Assistant U.S. Attorney A. David Copperthite said in his opening statement.

He called the actions by Officers Antonio L. Murray and William A.
King a product of "insatiable greed."

Defense attorneys countered in their opening statements that their
clients did not commit crimes, and if they bent departmental rules,
the partners did so to protect their informants on the street and to
focus their attention on large-scale drug dealers.

"It's not tea and crumpets," Ed Smith Jr., King's attorney, said of
the detectives' work patrolling public housing communities on the
city's west side. "It's hard business."

The defense lawyers said that Murray, 35, and King, 36, would take the
witness stand and testify in their own defense.
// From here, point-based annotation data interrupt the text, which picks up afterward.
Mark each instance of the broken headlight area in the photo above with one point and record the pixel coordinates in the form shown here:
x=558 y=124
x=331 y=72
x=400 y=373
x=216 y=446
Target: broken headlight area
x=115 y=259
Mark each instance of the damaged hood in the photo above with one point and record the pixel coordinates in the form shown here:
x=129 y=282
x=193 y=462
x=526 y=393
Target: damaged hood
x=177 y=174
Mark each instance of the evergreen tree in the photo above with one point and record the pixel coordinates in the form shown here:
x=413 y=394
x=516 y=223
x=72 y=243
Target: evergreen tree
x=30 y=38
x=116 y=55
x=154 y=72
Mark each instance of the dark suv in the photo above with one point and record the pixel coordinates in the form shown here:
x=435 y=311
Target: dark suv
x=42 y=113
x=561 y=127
In a 33-count
indictment, the officers are accused of conspiring to rob and extort
cocaine, heroin and marijuana -- as well as drug-related proceeds --
from suspects they met on city streets. A third defendant, Antonio
Mosby, was charged with serving as their lookout and informant in the
drug world.

Mosby has pleaded guilty in a deal with prosecutors and is expected to
testify against King and Murray. Other suspects-turned-victims also
are expected to take the stand against the officers who once called
them informants.

The indictment states that King and Murray, who were arrested in May
last year, started their illegal activities as far back as the summer
of 2004.

Copperthite said that the federal investigation started with a tip
from an informant who accused King of shaking down drug addicts.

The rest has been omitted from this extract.